# Photos of Eibach Sway Bars for Spec V



## SentraFi (Sep 25, 2002)

Uninstalled solid front bar. I will install it Saturday morning. Too damn hot now!









Installed adjustable rear solid bar. It has three settings (see instructions below).









Both bars (not all pieces shown).









The front is 25mm and the rear is 19mm thick.

Install instructions here.

They are $379.99 here: 
http://www.slickcar.com/productdetails.asp?ProductID=2560


----------



## tekmode (Feb 22, 2003)

look very nice, but man so expensive


----------



## SentraFi (Sep 25, 2002)

tekmode said:


> * look very nice, but man so expensive *


The price for performance 

You can notice the difference in handling like night and day.
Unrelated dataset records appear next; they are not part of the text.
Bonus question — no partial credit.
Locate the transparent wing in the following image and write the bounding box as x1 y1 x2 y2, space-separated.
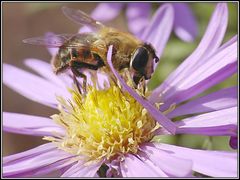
62 6 104 30
23 34 76 47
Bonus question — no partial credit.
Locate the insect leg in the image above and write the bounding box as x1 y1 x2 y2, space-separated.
70 60 99 92
71 66 87 94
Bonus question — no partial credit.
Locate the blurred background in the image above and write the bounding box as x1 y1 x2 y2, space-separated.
2 2 238 176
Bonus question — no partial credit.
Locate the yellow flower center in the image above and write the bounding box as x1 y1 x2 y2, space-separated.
46 85 157 161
It is worth the upgrade.


----------



## MDMA (Oct 23, 2002)

Not night day but more like from dusk and dawn...lol
j/k there is a difference but IMO its only a 200 dollar worth difference


----------



## ny-capo (May 16, 2003)

yea if you like to race around corners


----------



## BlackSpec02 (Apr 12, 2003)

any idea how these compare to the NISMO sway bars? Are they the same size?


----------



## scopedog (Jun 15, 2003)

They look smaller.

Nismo Specs:

R-tune Rear Adjustable 25mm diameter sway bar, solid steel. (price $200.03) www.nismoparts.com 

S-Tune Front 2003-2004 Sentra, SE-R and Spec V, 23mm solid steel. (price $200.66) www.nismoparts.com 

I dont get why they have the Front sway bar as S-Tune and the Rear sway bar as R-Tune. so dont ask heh.


----------